Horror of Dracula, 1958; Directed by Terence Fisher; Starring Christopher Lee, Peter Cushing

After a whole week of horror, we’ve finally made it to a Dracula.  Horror of Dracula to be specific. Just as Universal Studios’s 1931 film gave us our iconic Frankenstein in Boris Karloff, with this film Britain’s Hammer Studios gave us the iconic Dracula we all know.  With apologies to Bela Legosi, the bloodthirsty Count completed his transformation from the ghastly, horrifying creature from Nosferatu to the tall, dark and sinisterly handsome gothic Christopher Lee Dracula in this movie.

A sensation when released this film’s technicolor images were the first time we really saw the vivid red blood on the Count’s teeth and his victims.   For some it was almost shocking (blood – BLOOD!!!). And the victorian sets make this, at times,  resemble a costume drama. Sharp eyed movie buffs may recognize Michael Gough – Alfred from the Tim Burton Batman movies – as Arthur.

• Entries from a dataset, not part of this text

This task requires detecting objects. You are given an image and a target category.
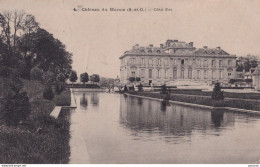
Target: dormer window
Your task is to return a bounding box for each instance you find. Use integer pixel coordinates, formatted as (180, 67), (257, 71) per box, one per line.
(204, 51), (207, 54)
(156, 50), (160, 53)
(140, 50), (145, 53)
(148, 50), (152, 53)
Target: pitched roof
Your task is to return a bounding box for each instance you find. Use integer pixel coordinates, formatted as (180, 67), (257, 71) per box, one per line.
(195, 47), (229, 55)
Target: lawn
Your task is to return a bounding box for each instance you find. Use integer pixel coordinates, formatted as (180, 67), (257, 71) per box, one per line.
(0, 77), (72, 164)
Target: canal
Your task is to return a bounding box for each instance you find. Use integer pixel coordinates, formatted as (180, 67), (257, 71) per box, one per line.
(70, 92), (260, 164)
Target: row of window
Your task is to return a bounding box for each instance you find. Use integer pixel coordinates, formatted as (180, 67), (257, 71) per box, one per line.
(124, 58), (233, 67)
(128, 69), (231, 79)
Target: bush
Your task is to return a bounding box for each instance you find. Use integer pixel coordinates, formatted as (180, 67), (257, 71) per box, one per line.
(212, 83), (224, 100)
(42, 71), (56, 84)
(161, 84), (167, 94)
(0, 77), (31, 126)
(0, 66), (11, 77)
(55, 84), (65, 95)
(69, 70), (78, 83)
(137, 83), (143, 92)
(30, 66), (44, 81)
(43, 85), (54, 100)
(56, 73), (66, 83)
(123, 85), (128, 92)
(128, 77), (135, 83)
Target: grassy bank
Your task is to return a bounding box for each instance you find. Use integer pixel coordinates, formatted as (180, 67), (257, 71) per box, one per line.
(128, 91), (260, 111)
(0, 77), (71, 163)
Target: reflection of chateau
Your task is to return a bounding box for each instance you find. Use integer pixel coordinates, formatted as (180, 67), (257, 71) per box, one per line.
(120, 96), (235, 136)
(119, 40), (236, 86)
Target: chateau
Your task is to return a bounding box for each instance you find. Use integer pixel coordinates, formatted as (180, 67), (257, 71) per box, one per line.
(119, 39), (236, 86)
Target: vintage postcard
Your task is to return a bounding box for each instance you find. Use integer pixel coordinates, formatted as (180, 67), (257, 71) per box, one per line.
(0, 0), (260, 166)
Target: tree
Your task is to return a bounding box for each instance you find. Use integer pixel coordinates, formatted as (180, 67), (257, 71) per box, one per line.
(69, 70), (78, 84)
(56, 73), (66, 83)
(236, 55), (259, 72)
(212, 82), (224, 100)
(80, 72), (89, 85)
(123, 85), (128, 92)
(137, 83), (143, 92)
(0, 77), (31, 126)
(43, 85), (54, 100)
(90, 74), (100, 84)
(136, 77), (141, 82)
(42, 70), (55, 84)
(30, 66), (43, 81)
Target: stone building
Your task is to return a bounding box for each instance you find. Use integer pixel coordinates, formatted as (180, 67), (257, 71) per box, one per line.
(119, 39), (236, 86)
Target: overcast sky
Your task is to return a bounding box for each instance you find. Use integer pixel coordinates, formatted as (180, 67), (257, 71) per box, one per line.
(0, 0), (260, 78)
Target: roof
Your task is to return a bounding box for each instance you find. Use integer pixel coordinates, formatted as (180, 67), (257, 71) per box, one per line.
(252, 67), (260, 75)
(195, 47), (229, 55)
(124, 45), (165, 54)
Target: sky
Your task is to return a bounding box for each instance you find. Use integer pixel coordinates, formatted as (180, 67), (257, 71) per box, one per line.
(0, 0), (260, 78)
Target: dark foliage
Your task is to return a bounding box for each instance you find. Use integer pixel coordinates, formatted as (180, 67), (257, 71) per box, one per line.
(80, 72), (89, 84)
(55, 84), (65, 95)
(43, 85), (54, 100)
(69, 70), (78, 83)
(128, 77), (135, 82)
(212, 83), (224, 100)
(137, 83), (143, 92)
(0, 77), (31, 126)
(124, 85), (128, 92)
(161, 84), (168, 94)
(30, 66), (44, 81)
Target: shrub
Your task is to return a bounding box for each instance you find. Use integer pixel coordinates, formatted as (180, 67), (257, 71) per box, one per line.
(136, 77), (141, 82)
(55, 84), (65, 95)
(56, 73), (66, 83)
(123, 85), (128, 92)
(30, 66), (44, 81)
(42, 71), (56, 84)
(128, 77), (135, 83)
(69, 70), (78, 83)
(161, 84), (167, 94)
(212, 83), (224, 100)
(137, 83), (143, 92)
(43, 85), (54, 100)
(0, 77), (31, 126)
(0, 66), (11, 77)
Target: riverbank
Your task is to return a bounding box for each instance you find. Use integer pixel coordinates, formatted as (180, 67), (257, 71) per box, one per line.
(126, 91), (260, 112)
(0, 78), (71, 163)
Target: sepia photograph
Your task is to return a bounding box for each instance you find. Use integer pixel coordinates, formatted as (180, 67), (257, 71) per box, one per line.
(0, 0), (260, 165)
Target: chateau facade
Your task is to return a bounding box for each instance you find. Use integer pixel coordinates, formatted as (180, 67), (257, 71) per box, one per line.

But it’s how Peter Cushing (perhaps best known to American audiences as the man who signed Princess Leia’s termination order in Star Wars) and Christopher Lee really sink their teeth into their roles as Van Helsing and the Count respectively that truly make this a classic. It also cemented their status as British Stars throughout the world. Lee with his tall, regal physique and booming baritone voice, appeared in many movies familiar with American audiences over the years – including the Lord of the Rings movies as Saruman the white and the Star Wars prequels as Count Dooku. He even recorded a heavy metal record a few years before he passed away in 2015 at the tender age of 93.

After years of making adventure, thriller, and sci fi films, Hammer Studios found it’s niche as a horror studio with 1957’s The Curse of Frankenstein and this one ab0ut the bloodsucker.   Soon after, Hammer Horror became it’s own sub genre. When the studio finally closed in the mid 70s, they’d made over 40 horror films, including no less than 8 Dracula sequels. They introduced more blood and sex as the 60s met the 70s, extending into lesbian vampire films.  Though their quality and budgets dropped noticeably by the early 70s (the even made a co-production with the famed Shaw Brothers, who made Hong Kong Kung Fu movies, which is apparently as ridiculous and terrible as one would think).

But in 1958 with Horror of Dracula, Hammer was on top of their game.